← All Articles

Chinese Word Segmentation and Counting

March 2026 · 7 min read

In English, words are separated by spaces, making word counting relatively straightforward. Chinese, however, has no natural word boundary markers. This makes "character count" versus "word count" a fascinating and technically challenging problem in natural language processing.

Characters vs Words in Chinese

Before discussing Chinese word counting, we need to clarify two fundamental concepts:

When Chinese speakers say "this article has 500 zi," they typically mean 500 characters, not 500 words. This differs fundamentally from the English concept of "500 words."

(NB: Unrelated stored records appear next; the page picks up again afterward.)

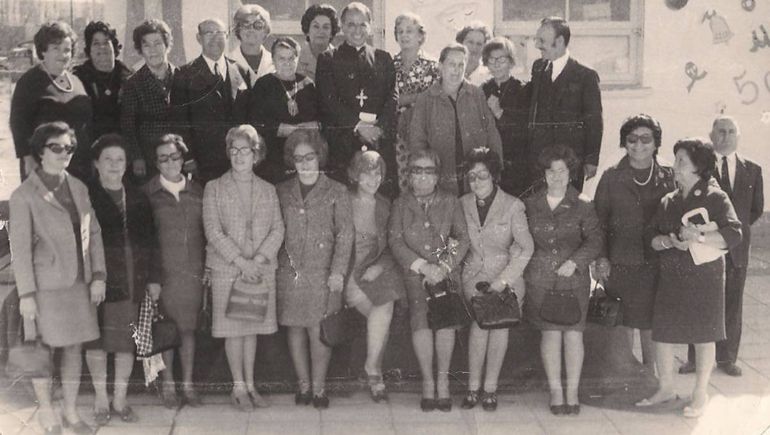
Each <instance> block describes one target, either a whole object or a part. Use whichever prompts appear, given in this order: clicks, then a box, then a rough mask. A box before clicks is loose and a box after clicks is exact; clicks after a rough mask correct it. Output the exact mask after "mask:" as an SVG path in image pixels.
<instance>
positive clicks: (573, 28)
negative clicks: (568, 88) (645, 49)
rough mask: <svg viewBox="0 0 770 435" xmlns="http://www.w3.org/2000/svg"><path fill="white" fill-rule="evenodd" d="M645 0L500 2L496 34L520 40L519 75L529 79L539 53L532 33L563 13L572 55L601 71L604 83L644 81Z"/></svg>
mask: <svg viewBox="0 0 770 435" xmlns="http://www.w3.org/2000/svg"><path fill="white" fill-rule="evenodd" d="M642 2H643V0H497V1H496V4H495V17H496V18H495V34H497V35H504V36H507V37H509V38H510V39H511V40H512V41H514V43H515V44H516V48H517V49H518V50H517V54H516V57H517V59H516V65H517V67H516V71H515V72H516V74H517V75H519V76H520V77H528V75H529V68H530V67H531V65H532V62H533V61H534V60H535V59H536V58H538V57H539V56H540V53H539V52H538V51H537V50H536V49H535V45H534V38H533V37H534V35H535V32H536V31H537V28H538V27H539V25H540V20H541V19H542V18H543V17H548V16H561V17H564V18H565V19H566V20H567V21H568V22H569V24H570V29H571V31H572V37H571V40H570V44H569V49H570V54H571V55H572V56H574V57H575V58H576V59H578V60H579V61H580V62H581V63H583V64H585V65H588V66H590V67H591V68H593V69H595V70H596V71H597V72H598V73H599V77H600V78H601V83H602V86H603V87H620V86H634V85H639V84H641V64H642V55H641V54H642V50H641V48H642V6H643V5H642Z"/></svg>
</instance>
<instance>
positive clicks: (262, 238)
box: [203, 171, 284, 273]
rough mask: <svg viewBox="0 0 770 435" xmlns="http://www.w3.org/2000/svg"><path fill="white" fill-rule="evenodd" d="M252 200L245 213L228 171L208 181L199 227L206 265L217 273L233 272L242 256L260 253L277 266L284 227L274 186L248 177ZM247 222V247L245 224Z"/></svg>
mask: <svg viewBox="0 0 770 435" xmlns="http://www.w3.org/2000/svg"><path fill="white" fill-rule="evenodd" d="M251 183H252V186H253V192H254V197H253V198H252V200H251V210H245V209H244V206H243V202H242V201H241V200H240V198H239V196H240V195H239V193H238V186H236V184H235V179H234V178H233V175H232V171H228V172H227V173H226V174H225V175H223V176H221V177H220V178H217V179H216V180H212V181H210V182H209V183H208V184H206V188H205V190H204V192H203V228H204V230H205V232H206V240H208V245H207V246H206V266H207V267H210V268H212V269H217V270H221V271H229V272H233V273H235V272H237V267H236V266H235V264H234V263H233V262H234V261H235V259H236V258H238V257H240V256H242V257H245V258H249V259H250V258H253V257H254V256H255V255H256V254H262V255H263V256H264V257H265V258H267V260H268V261H269V262H270V263H269V267H271V268H273V269H275V267H276V266H277V264H278V263H277V260H276V255H277V253H278V249H279V248H280V247H281V243H283V236H284V225H283V220H282V219H281V209H280V208H279V205H278V196H277V195H276V191H275V187H273V185H272V184H270V183H268V182H267V181H265V180H262V179H261V178H259V177H257V176H256V175H252V178H251ZM249 222H251V240H252V241H253V245H254V246H251V244H250V243H248V242H249V240H248V239H247V238H246V236H247V228H246V225H247V224H248V223H249Z"/></svg>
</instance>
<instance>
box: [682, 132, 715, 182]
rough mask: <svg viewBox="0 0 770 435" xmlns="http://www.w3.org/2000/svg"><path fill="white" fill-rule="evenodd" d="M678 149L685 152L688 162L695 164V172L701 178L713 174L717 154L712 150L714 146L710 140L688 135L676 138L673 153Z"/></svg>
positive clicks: (694, 164) (709, 177)
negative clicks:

Key Takeaway: Chinese "character count" (zi shu) refers to the number of individual characters, while English "word count" refers to the number of words. A 1,000-character Chinese article, after segmentation, typically contains about 600-700 words.

Why Chinese Word Segmentation Is Difficult

Chinese Word Segmentation (CWS) is a fundamental task in Natural Language Processing (NLP) and remains an incompletely solved problem. The main challenges include:

1. Segmentation Ambiguity

The same string of characters can be segmented in different ways. Consider the Chinese equivalent of: "Studying life's origins" could be parsed as "study / life / origins" or "graduate student / destiny / origins" — both valid readings depending on context.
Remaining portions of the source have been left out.